# Benchmark — K-Means Clustering (MSSC)

The K-Means Clustering problem is defined as follows: given a set of points along some dimensions, find a partition of these points into k clusters such that the total sum of squared Euclidean distances between each cluster's centroid and its elements is minimized. This problem is also known as the Minimum Sum-of-Squares Clustering (MSSC). We illustrate on this page how LocalSolver outperforms traditional general-purpose optimization solvers, like Gurobi 9.1, on this challenging problem.

## Input data

The instances of this benchmark come from the UCI Machine Learning Repository, gathering a wide variety of datasets used in machine learning with an arbitrary number of dimensions, and the TSPLIB, which is the reference instance repository for the Traveling Salesman Problem (TSP) and contains only 2-dimensional points.

We extrated from the these two repositories the instances used in research articles [1], [2], [3], [4], [5], presenting state-of-the-art dedicated algorithms for the K-Means Clustering problem. Since each instance can be solved for any value of k, the number of clusters used to partition the points, we decided to only keep instances solved with k ≤ 25. Common clustering applications involve a larger number of clusters.

## Mathematical models

The results reported for Gurobi are obtained with the Mixed-Integer Quadratically Constrained Programming (MIQCP) formulation presented here. Each cluster center is represented by continuous variables, one for each dimension, allowing the computation of Euclidean distances to each point thanks to quadratic constraints. In addition, binary variables are used to model assignments of points to clusters. Note that due to numerical issues on instances with large coordinates, we had to scale all coordinates in the range [0,1] for Gurobi.

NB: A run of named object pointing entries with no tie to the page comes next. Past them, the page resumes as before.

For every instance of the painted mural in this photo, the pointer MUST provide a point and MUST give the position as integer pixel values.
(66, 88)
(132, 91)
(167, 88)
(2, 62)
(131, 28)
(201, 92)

The LocalSolver model relies on set variables representing assignments of points to clusters. The centroid of each cluster is then computed using a lambda expression. The distance between the points assigned to a cluster and its centroid is computed following the same approach. Compared to the MIQCP model, the LocalSolver model is much more compact, as the only decisions to be taken are the assignments of points to clusters. Set variables combined with lambda expressions enable a simple and intuitive modeling of the problem, without limiting the possible extensions.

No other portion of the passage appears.